GAMES TO PLAY BY YOURSELF7. Crossword Puzzles: Normally takes the form of a square grid of black and white squares. The goal is to fill the white squares with letters, forming words or phrases, by solving clues which lead to the answers. In languages which are written left-to-right, the answer words and phrases are placed in the grid from left to right and from top to bottom. The black squares are used to separate the words or phrases. Squares in which answers begin are usually numbered. The clues are then referred to by these numbers and a direction, for example, "4-Across" or "20-Down". At the end of the clue the total number of letters is sometimes given, depending on the style of puzzle and country of publication. (Source: Wikipedia)

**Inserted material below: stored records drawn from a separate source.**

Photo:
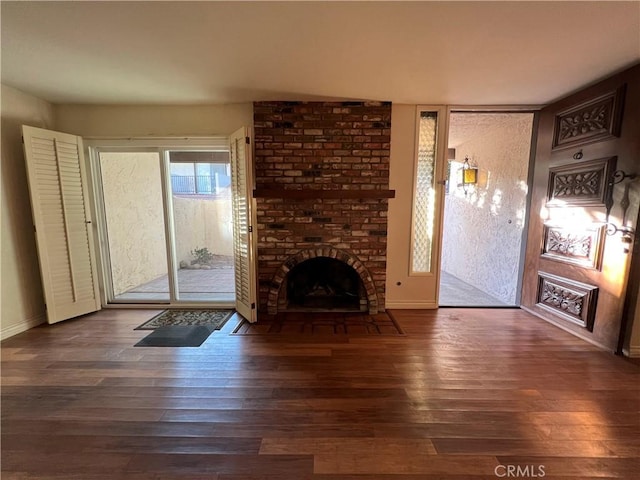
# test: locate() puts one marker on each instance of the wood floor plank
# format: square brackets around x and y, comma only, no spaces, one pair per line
[458,394]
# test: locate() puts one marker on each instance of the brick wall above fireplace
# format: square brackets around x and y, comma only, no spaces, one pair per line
[322,185]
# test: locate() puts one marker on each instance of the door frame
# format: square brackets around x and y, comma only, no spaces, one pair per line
[93,147]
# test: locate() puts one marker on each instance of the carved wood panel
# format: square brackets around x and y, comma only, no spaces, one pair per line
[590,121]
[567,299]
[578,246]
[583,183]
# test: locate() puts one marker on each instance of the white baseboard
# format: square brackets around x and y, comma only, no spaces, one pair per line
[23,326]
[411,305]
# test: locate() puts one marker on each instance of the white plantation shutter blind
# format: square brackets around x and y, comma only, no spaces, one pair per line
[241,181]
[57,185]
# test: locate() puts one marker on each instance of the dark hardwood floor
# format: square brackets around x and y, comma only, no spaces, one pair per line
[461,394]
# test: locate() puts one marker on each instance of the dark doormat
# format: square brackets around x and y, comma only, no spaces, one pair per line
[177,336]
[208,318]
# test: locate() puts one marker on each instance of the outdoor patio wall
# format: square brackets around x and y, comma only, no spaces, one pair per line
[21,296]
[483,230]
[135,218]
[202,223]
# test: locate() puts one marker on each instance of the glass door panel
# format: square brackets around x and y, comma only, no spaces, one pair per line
[135,232]
[202,225]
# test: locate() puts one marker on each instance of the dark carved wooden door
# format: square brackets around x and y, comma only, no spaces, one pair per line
[584,209]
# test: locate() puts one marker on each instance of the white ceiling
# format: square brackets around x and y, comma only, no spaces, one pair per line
[464,53]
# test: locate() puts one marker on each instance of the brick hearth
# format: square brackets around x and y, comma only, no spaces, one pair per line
[322,189]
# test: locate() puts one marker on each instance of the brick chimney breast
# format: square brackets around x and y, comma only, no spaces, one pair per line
[322,189]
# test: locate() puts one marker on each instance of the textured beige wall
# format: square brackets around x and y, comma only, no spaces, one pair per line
[132,192]
[482,234]
[21,300]
[157,120]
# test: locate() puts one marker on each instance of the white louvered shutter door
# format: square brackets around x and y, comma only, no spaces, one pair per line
[57,185]
[243,249]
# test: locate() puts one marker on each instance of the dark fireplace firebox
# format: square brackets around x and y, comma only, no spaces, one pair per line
[324,283]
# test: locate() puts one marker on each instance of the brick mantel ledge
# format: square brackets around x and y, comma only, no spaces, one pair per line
[321,193]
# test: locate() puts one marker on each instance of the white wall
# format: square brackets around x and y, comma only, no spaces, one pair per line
[160,120]
[21,297]
[482,234]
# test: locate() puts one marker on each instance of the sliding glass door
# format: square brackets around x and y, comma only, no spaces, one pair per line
[165,228]
[202,225]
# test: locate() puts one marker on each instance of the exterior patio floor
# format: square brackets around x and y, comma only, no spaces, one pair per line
[213,285]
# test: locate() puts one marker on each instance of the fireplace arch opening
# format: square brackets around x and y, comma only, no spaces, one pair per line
[324,283]
[320,280]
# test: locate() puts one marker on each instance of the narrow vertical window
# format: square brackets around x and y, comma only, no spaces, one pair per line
[424,201]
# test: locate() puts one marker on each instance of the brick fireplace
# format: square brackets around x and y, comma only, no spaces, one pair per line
[322,190]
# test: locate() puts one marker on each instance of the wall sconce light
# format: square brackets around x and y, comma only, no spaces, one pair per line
[469,175]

8. Word Search: Similar to Crossword Puzzles - Buy them already made or make your own (although you and someone else would have to make one and then trade in order to really play. It's no fun finding words if you already know where they are).
9. Freewrite: Write anything that comes to mind. Put it together when you're done, and see if it makes any sense. If anything, it's a way to pass the time, because everyone knows class can, in the words of my friend Samantha, be a drag. Yes, I am aware of how cheesy that sounded.
Anyway, as I mentioned before, most of these are common games you've played as a child or play regularly every day. They work. They do the trick. Best of all, you can improvise in many ways in order to suit your style, and the only thing that will result is possibly a heightened vocabulary and a tired hand.
Of course, like any faithful and hard working student, you can always fall asleep. Personally, I didn't become too fond of the hand prints on my face, but hey, doing whatever works best for you is probably what I suggest. (The funny thing is, we all know we'll end up talking despite my efforts to seem like the good student and tell you about 'educational' alternatives.)
Have fun, and please, don't drool on the paper.